For Research Leads: The repository is the artifact that protects your team's impact across years. A well-designed repo compounds value as artifacts accumulate; a poorly designed one accumulates noise that buries the signal. The IA decision you make in month one shapes the next decade of organisational research memory.
For UX Researchers: A findable repo is what makes your work compound. A study that gets cited five times across the next two years has compounding impact; a study that gets archived and never found again has the impact of a single decision and nothing more.
For Product Managers: Your ability to ask "what do we already know" depends on the repository being findable. A repo that requires 30 minutes of digging to find prior research on a topic produces the same outcome as no repo at all: you commission a new study.
For Designers Running Their Own Studies: A well-designed repo lets you search before you study. Searching the repository in advance of a study saves the time of repeating work and surfaces context that sharpens your study scope.
Research repository design scales from a 5-person team using Notion or Airtable to a 50-person research organisation using Dovetail or a custom internal tool. The IA principles stay the same; the tooling scales.
Pick the organising axis before storing the first artifact. Most repositories work best with one primary axis (product area, study type, or decision link) and 2-3 secondary axes. The primary axis is what the homepage organises around; secondary axes are filters. Picking the axis upfront prevents the slow drift into category sprawl.
Design the schema before structuring the data. Each repository entry needs a fixed schema: required fields (study source, date, participant role, primary tag, decision link), optional fields (confidence level, follow-up status), and free-text fields (raw observation, verbatim quote). A schema designed upfront is the structural commitment that prevents free-text entries from accumulating without metadata.
Treat the homepage as the most important UI. The repository homepage is where most users land. It should answer "what is in the repo" in 30 seconds and "how do I find what I need" in another 30. A homepage that just shows the most recent entries fails both tests; a homepage organised by the primary IA axis with clear secondary entry points succeeds.

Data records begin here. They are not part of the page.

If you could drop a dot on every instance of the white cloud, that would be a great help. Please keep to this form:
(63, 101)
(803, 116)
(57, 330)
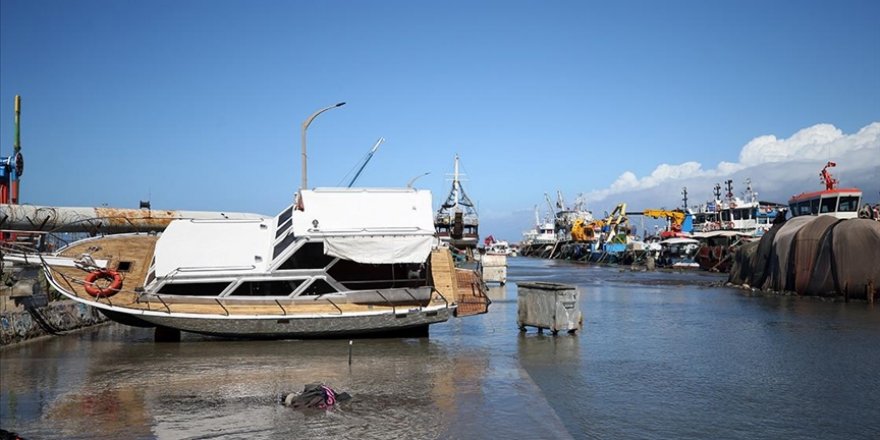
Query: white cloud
(857, 154)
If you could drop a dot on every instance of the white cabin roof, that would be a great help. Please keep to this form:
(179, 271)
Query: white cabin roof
(364, 211)
(368, 225)
(199, 245)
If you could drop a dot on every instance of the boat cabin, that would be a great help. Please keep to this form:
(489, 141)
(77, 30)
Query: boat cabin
(841, 203)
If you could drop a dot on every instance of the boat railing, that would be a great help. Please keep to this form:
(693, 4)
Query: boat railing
(371, 231)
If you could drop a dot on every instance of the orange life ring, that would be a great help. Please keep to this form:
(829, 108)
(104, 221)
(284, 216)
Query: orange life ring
(107, 274)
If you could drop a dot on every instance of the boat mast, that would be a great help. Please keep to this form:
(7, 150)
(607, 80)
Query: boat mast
(455, 184)
(366, 161)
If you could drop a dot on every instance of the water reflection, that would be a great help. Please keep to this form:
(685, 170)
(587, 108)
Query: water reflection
(653, 360)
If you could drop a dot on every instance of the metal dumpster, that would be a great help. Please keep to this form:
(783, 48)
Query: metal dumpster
(552, 306)
(494, 268)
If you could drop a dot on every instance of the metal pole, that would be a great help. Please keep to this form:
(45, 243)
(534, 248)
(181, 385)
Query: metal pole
(305, 182)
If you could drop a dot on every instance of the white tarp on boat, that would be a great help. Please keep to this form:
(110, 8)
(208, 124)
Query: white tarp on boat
(368, 225)
(380, 249)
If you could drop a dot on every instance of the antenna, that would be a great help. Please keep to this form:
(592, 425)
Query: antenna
(366, 161)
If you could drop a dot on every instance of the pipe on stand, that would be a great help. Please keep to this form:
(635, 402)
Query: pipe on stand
(95, 220)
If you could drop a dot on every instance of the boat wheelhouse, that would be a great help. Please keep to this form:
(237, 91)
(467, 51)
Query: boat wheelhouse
(838, 202)
(338, 262)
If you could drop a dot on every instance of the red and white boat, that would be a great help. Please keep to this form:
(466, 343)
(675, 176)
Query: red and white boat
(839, 202)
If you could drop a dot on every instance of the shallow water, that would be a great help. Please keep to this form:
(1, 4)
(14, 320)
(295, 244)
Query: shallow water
(662, 355)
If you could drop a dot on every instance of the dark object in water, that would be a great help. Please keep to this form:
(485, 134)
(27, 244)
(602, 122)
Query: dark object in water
(7, 435)
(315, 396)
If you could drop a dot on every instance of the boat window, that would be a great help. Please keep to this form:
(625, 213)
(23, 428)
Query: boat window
(358, 276)
(267, 288)
(318, 287)
(849, 204)
(803, 208)
(283, 228)
(308, 256)
(828, 205)
(285, 215)
(194, 289)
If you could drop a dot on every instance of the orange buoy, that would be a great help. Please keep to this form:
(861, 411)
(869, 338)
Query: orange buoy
(107, 274)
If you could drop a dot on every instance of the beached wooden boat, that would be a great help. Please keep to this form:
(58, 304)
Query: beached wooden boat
(338, 262)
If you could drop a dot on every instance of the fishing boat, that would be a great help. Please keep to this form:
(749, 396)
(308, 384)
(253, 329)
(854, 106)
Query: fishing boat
(337, 262)
(838, 202)
(540, 239)
(457, 222)
(678, 252)
(745, 214)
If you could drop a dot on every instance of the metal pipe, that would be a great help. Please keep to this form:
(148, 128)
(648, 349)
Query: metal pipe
(305, 126)
(101, 219)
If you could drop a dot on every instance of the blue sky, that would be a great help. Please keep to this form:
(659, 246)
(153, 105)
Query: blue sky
(198, 104)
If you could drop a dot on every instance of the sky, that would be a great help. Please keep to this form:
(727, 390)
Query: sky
(198, 105)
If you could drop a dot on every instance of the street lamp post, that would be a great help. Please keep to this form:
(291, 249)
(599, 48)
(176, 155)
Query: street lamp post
(306, 123)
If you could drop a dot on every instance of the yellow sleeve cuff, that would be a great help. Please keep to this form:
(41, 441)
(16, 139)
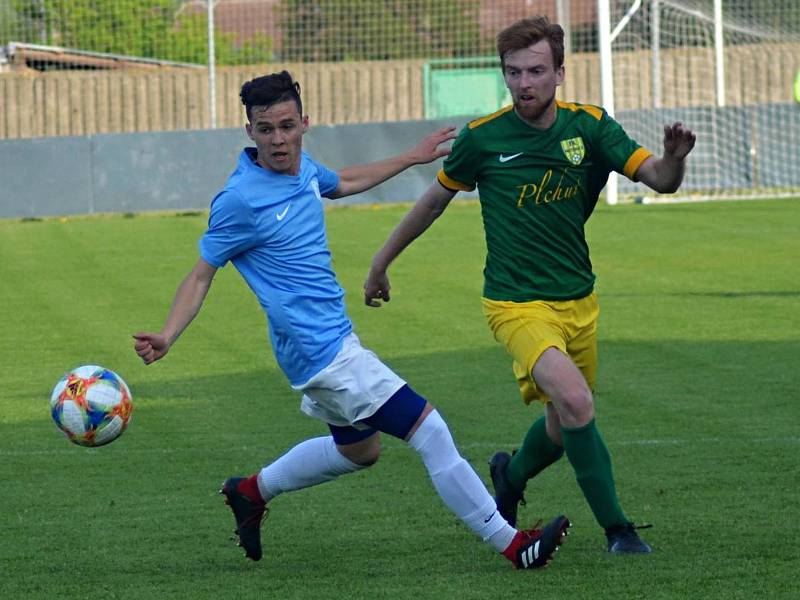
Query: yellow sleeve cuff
(635, 161)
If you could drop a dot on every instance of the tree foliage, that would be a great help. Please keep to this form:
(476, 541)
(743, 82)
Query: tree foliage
(337, 30)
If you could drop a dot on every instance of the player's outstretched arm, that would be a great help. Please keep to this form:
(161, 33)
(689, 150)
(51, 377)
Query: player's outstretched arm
(188, 299)
(665, 174)
(353, 180)
(427, 209)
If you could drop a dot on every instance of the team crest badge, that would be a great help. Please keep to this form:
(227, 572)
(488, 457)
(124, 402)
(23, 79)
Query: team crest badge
(573, 150)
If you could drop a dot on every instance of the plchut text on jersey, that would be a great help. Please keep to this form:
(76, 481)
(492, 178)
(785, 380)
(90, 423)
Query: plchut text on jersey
(544, 192)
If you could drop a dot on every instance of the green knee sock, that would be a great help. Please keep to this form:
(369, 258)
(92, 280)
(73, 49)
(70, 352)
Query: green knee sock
(538, 452)
(588, 454)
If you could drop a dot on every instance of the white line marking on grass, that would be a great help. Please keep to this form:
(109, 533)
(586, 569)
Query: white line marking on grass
(392, 444)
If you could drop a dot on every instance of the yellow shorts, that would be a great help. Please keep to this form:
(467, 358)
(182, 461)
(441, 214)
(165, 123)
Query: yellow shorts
(527, 329)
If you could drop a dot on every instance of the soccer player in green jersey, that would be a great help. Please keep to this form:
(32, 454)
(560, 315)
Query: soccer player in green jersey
(540, 165)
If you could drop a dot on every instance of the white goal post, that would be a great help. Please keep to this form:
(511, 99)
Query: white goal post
(723, 67)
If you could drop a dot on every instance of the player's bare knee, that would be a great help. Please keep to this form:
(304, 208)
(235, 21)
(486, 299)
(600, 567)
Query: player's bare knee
(576, 407)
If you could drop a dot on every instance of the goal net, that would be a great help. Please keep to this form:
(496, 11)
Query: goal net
(728, 75)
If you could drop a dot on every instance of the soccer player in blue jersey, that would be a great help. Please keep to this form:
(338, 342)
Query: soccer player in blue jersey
(268, 221)
(539, 165)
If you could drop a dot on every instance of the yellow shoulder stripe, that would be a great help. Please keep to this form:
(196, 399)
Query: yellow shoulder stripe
(452, 184)
(595, 111)
(487, 118)
(635, 161)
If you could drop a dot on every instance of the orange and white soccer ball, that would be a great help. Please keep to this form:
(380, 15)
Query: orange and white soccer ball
(91, 405)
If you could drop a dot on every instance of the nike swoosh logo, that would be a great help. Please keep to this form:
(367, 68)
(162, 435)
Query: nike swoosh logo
(280, 216)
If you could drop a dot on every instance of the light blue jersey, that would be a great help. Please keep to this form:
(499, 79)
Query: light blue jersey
(272, 228)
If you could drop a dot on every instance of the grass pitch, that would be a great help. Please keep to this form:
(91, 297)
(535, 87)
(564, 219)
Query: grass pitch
(697, 399)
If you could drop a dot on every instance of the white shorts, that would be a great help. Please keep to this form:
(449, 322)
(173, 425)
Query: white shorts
(353, 387)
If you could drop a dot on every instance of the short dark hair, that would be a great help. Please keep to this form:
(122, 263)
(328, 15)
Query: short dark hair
(526, 32)
(269, 90)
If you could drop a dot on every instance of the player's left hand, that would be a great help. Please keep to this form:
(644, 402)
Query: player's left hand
(678, 140)
(376, 288)
(428, 150)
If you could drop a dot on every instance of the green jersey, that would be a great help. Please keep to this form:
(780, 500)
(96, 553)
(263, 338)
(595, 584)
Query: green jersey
(537, 189)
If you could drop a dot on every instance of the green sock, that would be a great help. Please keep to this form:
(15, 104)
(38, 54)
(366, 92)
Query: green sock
(538, 452)
(588, 454)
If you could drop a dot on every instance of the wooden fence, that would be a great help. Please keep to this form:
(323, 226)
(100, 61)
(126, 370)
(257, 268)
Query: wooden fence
(35, 104)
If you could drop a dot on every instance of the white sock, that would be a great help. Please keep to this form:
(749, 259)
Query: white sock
(458, 484)
(309, 463)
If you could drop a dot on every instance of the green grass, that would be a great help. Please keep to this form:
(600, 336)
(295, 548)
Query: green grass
(697, 399)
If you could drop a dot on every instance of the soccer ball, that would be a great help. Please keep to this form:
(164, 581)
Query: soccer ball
(91, 405)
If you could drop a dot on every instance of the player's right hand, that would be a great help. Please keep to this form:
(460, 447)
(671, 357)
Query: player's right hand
(376, 288)
(150, 346)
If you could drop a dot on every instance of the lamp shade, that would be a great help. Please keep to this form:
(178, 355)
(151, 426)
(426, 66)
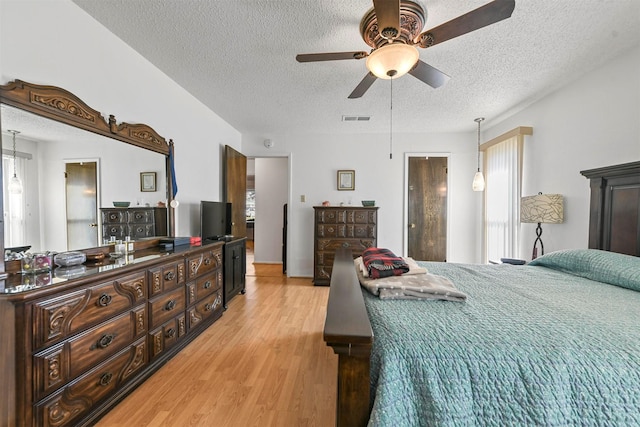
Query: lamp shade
(399, 58)
(542, 208)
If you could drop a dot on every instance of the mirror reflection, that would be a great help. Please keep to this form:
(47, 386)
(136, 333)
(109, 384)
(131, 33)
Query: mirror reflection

Curate weekly, not quarterly. A 30-minute weekly curation slot keeps the repository clean. Curation tasks: tag normalisation, duplicate identification, decision-link verification, archival of stale entries. Weekly curation prevents the slow accumulation of noise that quarterly curation cannot catch up on.
Measure findability, not artifact count. The number of artifacts is a vanity metric. The right metric is retrieval cost: how long does it take a user to find a relevant artifact starting from a search query. A repository with 200 artifacts and 90% retrieval success is more valuable than a repository with 2,000 artifacts and 30% retrieval success.
Document the navigation paths. A short guide that shows new users how to find common things (e.g. "research on checkout abandonment", "studies on power users", "past pricing research") is more valuable than the most sophisticated search tool. Navigation guides are cheap to write and substantially improve onboarding cost.